• Articolo , 14 ottobre 2008
  • Realacci: l’Italia non sia retroguardia della Ue su clima-energia

  • Anche dall’opposizione un monito a Berlusconi, che domani parteciperà al vertice UE dei capi di stato. L’obiettivo è il pacchetto clima/energia che il nostro premier ha criticato

Il ministro dell’Ambiente nel governo ombra del Pd, concorda con la posizione del presidente della commissione europea, Josè Manuel Durao Barroso, critico sulle tesi di Berlusconi sul pacchetto clima-energia.

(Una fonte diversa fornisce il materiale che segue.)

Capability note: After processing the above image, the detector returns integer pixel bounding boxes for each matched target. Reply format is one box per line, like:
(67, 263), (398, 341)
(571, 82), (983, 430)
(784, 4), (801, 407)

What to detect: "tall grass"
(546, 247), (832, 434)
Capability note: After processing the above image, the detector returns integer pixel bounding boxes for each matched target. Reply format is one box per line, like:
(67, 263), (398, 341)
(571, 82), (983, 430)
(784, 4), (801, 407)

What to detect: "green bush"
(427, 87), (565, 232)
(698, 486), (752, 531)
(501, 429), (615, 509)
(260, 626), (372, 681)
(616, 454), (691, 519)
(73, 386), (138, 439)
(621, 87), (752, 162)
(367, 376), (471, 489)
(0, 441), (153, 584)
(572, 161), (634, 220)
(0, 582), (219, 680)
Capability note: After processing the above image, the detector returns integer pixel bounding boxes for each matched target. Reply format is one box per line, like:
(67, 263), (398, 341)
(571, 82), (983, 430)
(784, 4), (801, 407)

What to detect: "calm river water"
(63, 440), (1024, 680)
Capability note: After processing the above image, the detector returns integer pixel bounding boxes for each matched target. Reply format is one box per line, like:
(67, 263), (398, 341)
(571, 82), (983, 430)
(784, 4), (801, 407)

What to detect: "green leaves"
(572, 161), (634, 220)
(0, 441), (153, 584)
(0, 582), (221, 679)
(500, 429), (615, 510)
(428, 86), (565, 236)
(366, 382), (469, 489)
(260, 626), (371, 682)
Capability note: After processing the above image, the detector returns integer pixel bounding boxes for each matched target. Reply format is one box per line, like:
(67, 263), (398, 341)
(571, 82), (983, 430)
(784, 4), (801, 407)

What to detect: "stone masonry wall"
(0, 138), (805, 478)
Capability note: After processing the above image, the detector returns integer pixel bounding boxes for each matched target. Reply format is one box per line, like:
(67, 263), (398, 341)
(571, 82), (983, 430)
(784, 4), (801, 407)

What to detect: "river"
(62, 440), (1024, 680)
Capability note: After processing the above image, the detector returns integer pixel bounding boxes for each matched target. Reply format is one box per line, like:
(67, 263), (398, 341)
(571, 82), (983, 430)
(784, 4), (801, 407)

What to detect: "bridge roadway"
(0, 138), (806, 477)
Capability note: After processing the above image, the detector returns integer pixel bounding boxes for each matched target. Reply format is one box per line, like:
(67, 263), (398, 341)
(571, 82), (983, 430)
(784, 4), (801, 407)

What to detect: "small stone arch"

“Da Barroso arrivano parole chiare – ha dichiarato in una nota – gli obiettivi di riduzione di CO2 non si discutono e la lotta ai mutamenti climatici è un’opportunità per le imprese e per il sistema economico. E – continua Realacci – sarebbe un grave handicap per il nostro paese e per le imprese italiane se il governo e Confindustria portassero l’Italia a muoversi in retroguardia rispetto al resto d’Europa”.
L’esponente del Pd ha poi ribadito che “…la lotta ai mutamenti climatici deve essere una nostra priorità e allo stesso tempo una notevole sfida sia ambientale che economica, la quale deve orientare l’intero sistema paese. Serve quindi un grande impegno in innovazione tecnologica e ricerca, uno sviluppo deciso delle fonti rinnovabili e dell’efficienza energetica, un piano strutturato per potenziare il sistema dei trasporti”.